和樂webで掲載~フランスより故郷滋賀を選んだ画家、野口謙蔵
東京美術学校(現、東京藝術大学美術学部)で西洋画を学んだのち、ひたすら故郷滋賀県の蒲生野(東近江市)をテーマに描き続けた画家、野口謙蔵の生涯を記事にしました。
1920年代当時、多くの画家は中央画壇の東京で活動したり、芸術の都パリに留学したりしましたが、謙蔵は卒業後すぐに帰郷しました。
「どうしてみんなフランスに行きたがるのか、滋賀県にもこんなに見あきぬ美しいところがあるのに」
と語っていました。
苦労しながらも、帝展(日展の前身)に出展し、入選・特選に選ばれるなど画家としての知名度をどんどん上げていきました。

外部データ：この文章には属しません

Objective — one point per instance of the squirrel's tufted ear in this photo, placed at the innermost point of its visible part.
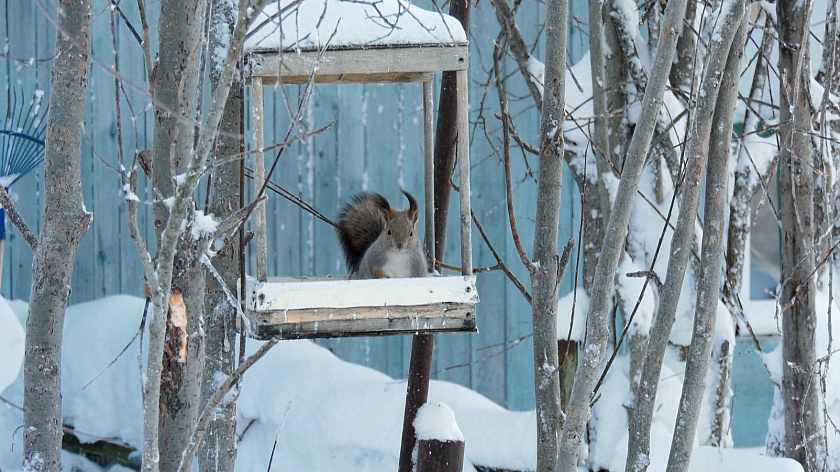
(413, 211)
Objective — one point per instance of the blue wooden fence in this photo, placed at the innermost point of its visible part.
(375, 144)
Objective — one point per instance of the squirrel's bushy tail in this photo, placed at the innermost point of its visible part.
(359, 224)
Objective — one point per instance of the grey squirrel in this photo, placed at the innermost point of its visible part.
(378, 241)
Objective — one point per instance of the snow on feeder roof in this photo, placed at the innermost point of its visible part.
(341, 24)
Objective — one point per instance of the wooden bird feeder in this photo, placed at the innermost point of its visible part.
(353, 43)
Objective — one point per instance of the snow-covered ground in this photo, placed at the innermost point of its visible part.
(324, 414)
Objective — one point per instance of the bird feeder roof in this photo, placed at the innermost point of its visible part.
(308, 25)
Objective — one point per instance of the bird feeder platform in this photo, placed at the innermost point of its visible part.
(283, 308)
(353, 43)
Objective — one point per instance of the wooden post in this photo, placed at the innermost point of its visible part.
(440, 456)
(429, 172)
(417, 392)
(259, 175)
(464, 170)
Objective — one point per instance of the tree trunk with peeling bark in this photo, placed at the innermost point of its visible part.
(727, 44)
(578, 412)
(175, 87)
(544, 281)
(218, 450)
(799, 392)
(65, 221)
(683, 240)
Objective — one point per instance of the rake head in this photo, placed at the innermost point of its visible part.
(22, 137)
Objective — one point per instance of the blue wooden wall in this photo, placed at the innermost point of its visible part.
(376, 144)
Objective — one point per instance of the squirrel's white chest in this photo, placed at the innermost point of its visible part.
(397, 264)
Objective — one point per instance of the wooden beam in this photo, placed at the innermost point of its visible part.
(294, 67)
(362, 321)
(294, 308)
(282, 294)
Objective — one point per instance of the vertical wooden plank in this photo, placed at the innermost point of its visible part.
(101, 127)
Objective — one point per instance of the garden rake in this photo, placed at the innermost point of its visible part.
(21, 146)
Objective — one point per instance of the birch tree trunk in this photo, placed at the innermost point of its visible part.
(65, 221)
(175, 83)
(683, 240)
(578, 412)
(544, 281)
(218, 450)
(714, 224)
(799, 384)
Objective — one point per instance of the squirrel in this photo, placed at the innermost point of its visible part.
(379, 242)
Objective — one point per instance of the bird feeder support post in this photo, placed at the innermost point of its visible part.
(259, 175)
(463, 155)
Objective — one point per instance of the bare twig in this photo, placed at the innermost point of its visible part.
(17, 220)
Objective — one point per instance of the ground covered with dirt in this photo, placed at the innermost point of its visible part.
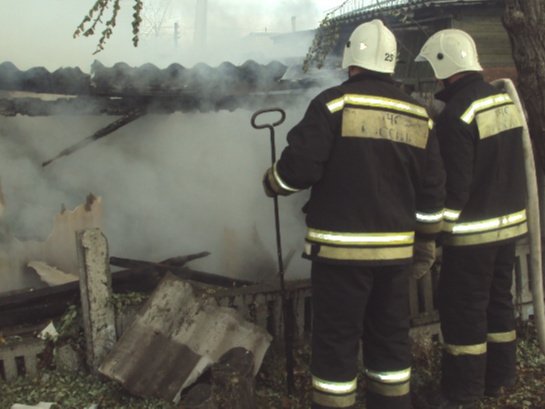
(82, 390)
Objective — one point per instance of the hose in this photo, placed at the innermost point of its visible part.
(534, 227)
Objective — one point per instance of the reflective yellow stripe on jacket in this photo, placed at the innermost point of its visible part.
(481, 348)
(493, 114)
(485, 231)
(408, 124)
(389, 383)
(334, 394)
(360, 246)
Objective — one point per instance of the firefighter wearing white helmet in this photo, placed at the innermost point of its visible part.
(480, 137)
(449, 52)
(372, 47)
(368, 154)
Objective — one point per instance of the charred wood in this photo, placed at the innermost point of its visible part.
(176, 267)
(32, 306)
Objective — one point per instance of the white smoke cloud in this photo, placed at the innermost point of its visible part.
(171, 184)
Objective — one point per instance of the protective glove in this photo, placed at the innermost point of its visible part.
(267, 184)
(424, 257)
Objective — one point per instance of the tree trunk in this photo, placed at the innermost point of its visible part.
(524, 21)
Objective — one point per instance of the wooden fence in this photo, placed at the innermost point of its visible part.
(262, 304)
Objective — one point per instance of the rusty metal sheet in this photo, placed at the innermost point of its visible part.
(176, 335)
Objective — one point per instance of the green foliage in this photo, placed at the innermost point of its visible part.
(96, 15)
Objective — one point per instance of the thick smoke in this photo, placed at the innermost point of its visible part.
(170, 184)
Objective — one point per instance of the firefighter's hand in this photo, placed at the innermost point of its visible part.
(267, 185)
(424, 257)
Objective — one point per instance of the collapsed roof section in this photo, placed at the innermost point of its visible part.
(121, 88)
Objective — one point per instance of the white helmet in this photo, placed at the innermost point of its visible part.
(371, 46)
(450, 51)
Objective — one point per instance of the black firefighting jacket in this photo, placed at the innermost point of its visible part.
(480, 137)
(368, 152)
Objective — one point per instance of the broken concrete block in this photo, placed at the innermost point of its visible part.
(96, 295)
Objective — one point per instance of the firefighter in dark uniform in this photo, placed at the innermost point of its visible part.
(367, 151)
(480, 137)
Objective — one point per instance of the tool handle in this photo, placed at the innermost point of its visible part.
(267, 110)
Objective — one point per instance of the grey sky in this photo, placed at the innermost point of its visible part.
(39, 33)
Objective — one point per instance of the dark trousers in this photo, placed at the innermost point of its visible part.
(474, 299)
(353, 303)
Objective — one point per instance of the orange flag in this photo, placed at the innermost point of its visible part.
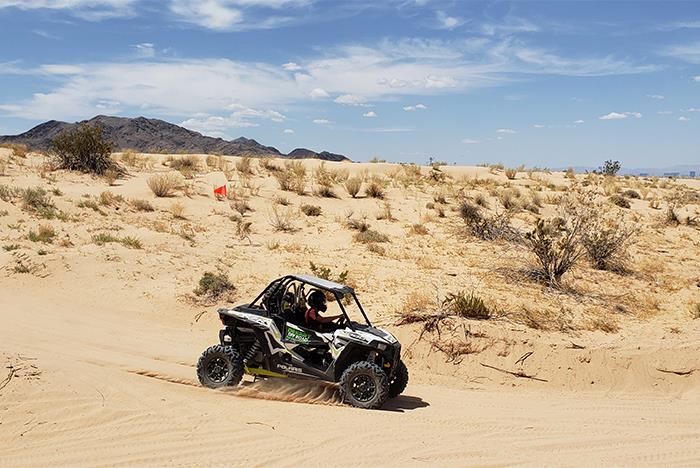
(220, 191)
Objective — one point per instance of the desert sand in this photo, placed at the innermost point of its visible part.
(99, 342)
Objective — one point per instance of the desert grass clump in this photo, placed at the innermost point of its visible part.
(39, 201)
(557, 247)
(310, 210)
(619, 200)
(44, 233)
(84, 149)
(142, 205)
(281, 219)
(466, 305)
(213, 285)
(353, 186)
(188, 165)
(369, 236)
(164, 185)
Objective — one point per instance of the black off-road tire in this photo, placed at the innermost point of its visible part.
(364, 385)
(220, 366)
(398, 382)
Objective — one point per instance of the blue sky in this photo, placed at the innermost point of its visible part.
(545, 83)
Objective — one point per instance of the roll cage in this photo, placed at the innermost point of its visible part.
(278, 287)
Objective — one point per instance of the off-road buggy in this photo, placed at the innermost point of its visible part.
(269, 338)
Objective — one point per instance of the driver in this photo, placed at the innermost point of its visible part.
(317, 303)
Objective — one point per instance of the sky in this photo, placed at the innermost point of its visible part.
(541, 83)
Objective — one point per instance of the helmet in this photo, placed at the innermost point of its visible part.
(317, 300)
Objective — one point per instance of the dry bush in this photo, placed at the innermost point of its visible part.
(45, 233)
(177, 209)
(83, 149)
(370, 236)
(310, 210)
(557, 247)
(418, 229)
(245, 165)
(619, 200)
(142, 205)
(164, 185)
(606, 242)
(487, 227)
(375, 188)
(188, 165)
(281, 219)
(214, 285)
(353, 186)
(385, 213)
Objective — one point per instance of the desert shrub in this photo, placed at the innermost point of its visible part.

その他にも、年に1回は東京に行き、研究会などにも参加して後進を指導。一方滋賀県芸術文化報国会絵画部会長に就任するなど、地元の文化芸術にも貢献しました。
病気のため、43歳の若さで亡くなったのが悔やまれます(私より若いのに…)。
地元に留まりながらも、日本の画壇を見ようとする視野の広さがある人です。
だから、地元を愛しているあまり他の世界を見ようとしない、マイルドヤンキーとは違うのです(変な例え)。
私は地元が好きではなくて、離れて久しいですが、謙蔵が少し羨ましく思いました。
今は、地方にいても、オンラインを活用して、日本だけでなく世界中を相手に仕事している人だって珍しくありません。
謙蔵の生き方は、現在にも通じるものがあると思います。